Знаете ли вы другой подобный город на земле?
Я — не знаю.
МОСТ К ЛЮДЯМ
Представляю себе эту комичную картину: в кабинет солидного директора одного из волгоградских заводов входит седая старушка семидесяти трех лет и, положив свой сухой кулачок на обширный письменный стол, покрытый зеленым сукном, вдруг заявляет:
— Я прибыла, чтобы получить трос!
— Чего-чего? — удивленно подымает глаза директор на странную посетительницу. — Какой еще трос?
— Какой же! Тот, на котором мост через Днепр висеть будет.
— Вот как? — Директор с насмешливым любопытством откладывает в сторону самопишущую ручку. — А известно вам, уважаемая, сколько этакий трос должен весить?
— Еще бы!

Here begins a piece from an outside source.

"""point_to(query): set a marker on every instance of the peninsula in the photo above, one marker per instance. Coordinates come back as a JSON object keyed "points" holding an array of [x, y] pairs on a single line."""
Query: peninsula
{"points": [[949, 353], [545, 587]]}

Семьсот тонн.
— То-то же.
— А почему «должен»?
— Ну, должен… Если его изготовить…
— Так вот, товарищ, — глаза старой женщины становятся холодными и жесткими, — если в течение трех дней я троса не получу, отниму партбилет. Ясно?
Директор с возмущением подымается из-за стола.
— А вы, собственно, кто такая?
— Коммунистка. Вот уже пятьдесят семь лет.
Директор быстро прикидывает в уме — с цифрами он привык иметь дело. Пятьдесят семь… стало быть, с 1906-го! Его возмущение испаряется, и он притихает.
— Да вы присядьте, пожалуйста…
— Нет уж, увольте, — отклоняет старушка его запоздалую вежливость. — Завтра в девять явлюсь за ответом.
Она быстро выходит, оставив директора в растерянности и недоумении.
Через несколько минут он, однако, приходит в себя и срочно вызывает главного инженера и бухгалтера. Выясняется ужасная вещь, и недавняя растерянность сменяется испугом. Оказывается, трос весом в семьсот тонн был в свое время отправлен киевским мостостроителям, но возвращен на завод как брак. Деньги, однако, в Киев не возвращены, а этот самый бракованный трос продан вторично какому-то менее взыскательному покупателю. Видимо, процент перевыполнения плана от такой нехитрой махинации вырос, но и кулачок старой большевички приобретал неожиданный и угрожающий вес.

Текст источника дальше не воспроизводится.